Most expense forecasts fail in the same way: someone projects revenue carefully and then estimates expenses with a flat percentage or a gut feel. The result is a forecast that looks reasonable until reality arrives and the variable costs scale faster than expected. The discipline is mechanical, but it takes care.

Split first: fixed vs variable

The foundation of expense forecasting is separating costs by how they behave with revenue:

  • Fixed costs - costs that stay the same regardless of revenue. Rent, salaries, software subscriptions, insurance, debt service.
  • Variable costs - costs that scale with revenue or volume. Cost of goods, payment processing fees, contractor work, shipping, hourly labor.
  • Semi-variable - costs that have a fixed component plus a variable component.
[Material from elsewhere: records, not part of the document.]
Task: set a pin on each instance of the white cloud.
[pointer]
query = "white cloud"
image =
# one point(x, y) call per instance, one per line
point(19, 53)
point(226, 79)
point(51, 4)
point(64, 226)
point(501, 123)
Utilities (base + usage), some software subscriptions (base + per-user), customer support (team + volume).

Each behaves differently and gets forecasted differently. See Fixed Costs vs Variable Costs for the deeper categorization.

Forecasting fixed costs

The easiest part. Take current monthly run rate, add known changes:

  • New hires (start date + loaded cost)
  • Salary increases (effective date + amount)
  • Lease escalations (contract terms)
  • Software renewals (often at higher rates)
  • Insurance renewals
  • Scheduled equipment purchases (depreciation starting)

Most fixed cost forecasts are accurate to within ±5% over 12 months because the inputs are knowable.

Forecasting variable costs

Express each variable cost as a percentage of revenue or as a per-unit cost. Then forecast revenue first, apply the ratios.

Examples:

  • Cost of goods sold: 35% of revenue (from last 12 months average)
  • Payment processing: 2.9% + $0.30 per transaction; or ~3% of revenue
  • Shipping out: $8 average per order × order count
  • Customer support contractor hours: scales with active customer count
  • Sales commissions: 10% of new revenue

Revisit the ratios quarterly. A cost-of-goods ratio that drifts from 35% to 40% over six months is one of the most reliable early-warning signs of margin compression - and catches it in the forecast before it shows up in actual monthly results.

Don't forget lumpy expenses

The category of expenses that wreck unforecasted cash flow:

  • Quarterly estimated taxes
  • Annual insurance renewals (often $5-30K lump sum)
  • Annual software renewals (sometimes 12-15 months in one bill)
  • Annual accounting/audit fees
  • Equipment purchases (capital expenditure)
  • Legal fees on specific matters
  • Conference and event spend

None of these appear in monthly run rate. All of them appear in cash flow when they hit. Build them into the forecast as discrete monthly amounts in the right months - or as monthly accruals if the cash impact is what you're planning.

How granular should the forecast be

Group by category that matters for decisions. 8-12 categories is usually enough:

  • Payroll (fixed)
  • Contractor / freelance (variable)
  • Rent & utilities (fixed)
  • Software & tools (mostly fixed)
  • Marketing & advertising (variable)
  • Cost of goods (variable)
  • Professional services (semi-variable)
  • Insurance (fixed, lumpy)
  • Travel & entertainment (variable)
  • Office & supplies (mostly fixed)
  • Taxes (fixed, lumpy)
  • Other

More granular than that and the forecast becomes a maintenance burden without adding decision-relevant information.

Common expense forecasting mistakes

1. Treating all expenses as fixed

Already covered. The most common error - and the one that makes forecasts most wrong when revenue moves.

2. Forecasting expenses from last month, not the run rate

Any single month has noise. Use a 3-month rolling average for "normal" expense levels.

3. Forgetting payroll true-ups and benefits adjustments

Bonus accruals, year-end true-ups, benefit cost changes. Easy to miss; meaningful when missed.

4. Ignoring inflation

For long-horizon forecasts, fixed costs aren't actually fixed. Rent escalates. Software prices rise. Insurance renews higher. Add 3-5% per year to the fixed cost base for multi-year forecasts.